Steinberg, were you in that bilat with Chirac? I did Nagorno-Karabakh, the Middle East peace process, not a lot of time on NATO. Anything else you want to -- it was very warm, very productive, very friendly meeting, as you would expect between two close allies, two close friends.
MR. STEINBERG: And he wasn't even there, but I was, and it was warm, friendly, and the kind of close bilateral you would expect among two close allies.
MR. MCCURRY: Do you want to do any more?
MR. STEINBERG: Let me just do one more minute. Most of the discussion was about the Middle East peace process. They both, obviously, have a great interest in it and agreed that it was important to coordinate their efforts and to try to inject some momentum into the peace process. They talked about the joint efforts with Russia on trying to bring peace to Nagorno-Karabakh and the very positive degree of cooperation that the three chairs of the Minsk process now are developing now between Russia, France and the United States. Chirac noted the historical closeness that France had had with Armenia and the
opportunity to try to move forward on that now and what he saw as some new flexibility among the parties there which gave us an opportunity to go forward.
They had a brief conversation about moving forward on the Chernobyl agreement that was reached in Denver and trying to get -- complete the work on finally closing Chernobyl and moving forward with alternative sources of energy.

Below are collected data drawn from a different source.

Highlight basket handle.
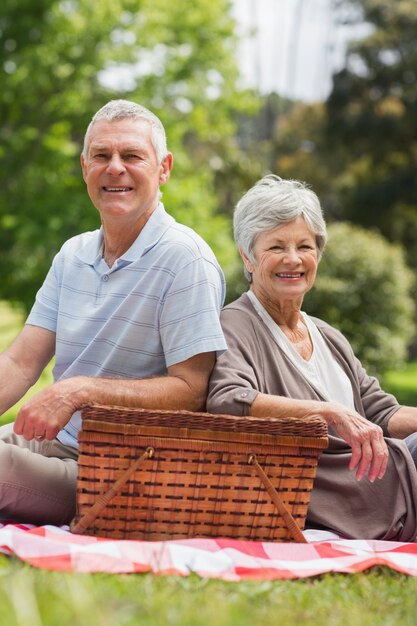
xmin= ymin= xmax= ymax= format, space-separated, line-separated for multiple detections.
xmin=248 ymin=454 xmax=307 ymax=543
xmin=70 ymin=446 xmax=154 ymax=535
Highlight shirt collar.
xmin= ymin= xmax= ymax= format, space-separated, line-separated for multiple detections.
xmin=74 ymin=230 xmax=103 ymax=266
xmin=118 ymin=202 xmax=174 ymax=263
xmin=75 ymin=203 xmax=175 ymax=266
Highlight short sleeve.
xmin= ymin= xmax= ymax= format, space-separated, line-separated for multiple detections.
xmin=159 ymin=257 xmax=227 ymax=367
xmin=25 ymin=256 xmax=61 ymax=333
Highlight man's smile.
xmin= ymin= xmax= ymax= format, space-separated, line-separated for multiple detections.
xmin=102 ymin=186 xmax=133 ymax=192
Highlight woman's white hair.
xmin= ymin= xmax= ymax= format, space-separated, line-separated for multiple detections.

They had a very brief discussion on the question of the European role in NATO and an agreement that they both would like to continue their discussions about France's further integration into the military command and I think that was about it.
Q Did Chirac overrule his Foreign Minister on the communique?
MR. STEINBERG: No. The communique was -- the actual drafting session, as I think you heard, was largely done by the foreign ministers. That was brought to the heads. There were some minor adjustments -- and I mean genuinely minor adjustments -- that were made by the heads, but there was no significant difference, and I was in both rooms.
MR. MCCURRY: The foreign ministers actually got to do the work that is usually assigned to lesser staff, and some of them professed to have actually enjoyed having done so.
Q A question on the fundraising. Was the White House notified in 1996, as Thompson suggested, by the FBI of this China plan, and do you know what happened --
MR. MCCURRY: I don't have anything to add. We have thoroughly briefed both about that briefing in June of 1996 and said what we can say on the substance of that long ago. That's been thoroughly reviewed for all of you.
Q What did the President mean when he said they were so bad. Can you explain that?
MR. MCCURRY: It was a friendly and light-hearted comment.
Q What did he say?
MR. MCCURRY: Because they were probably mugging for the cameras. Okay.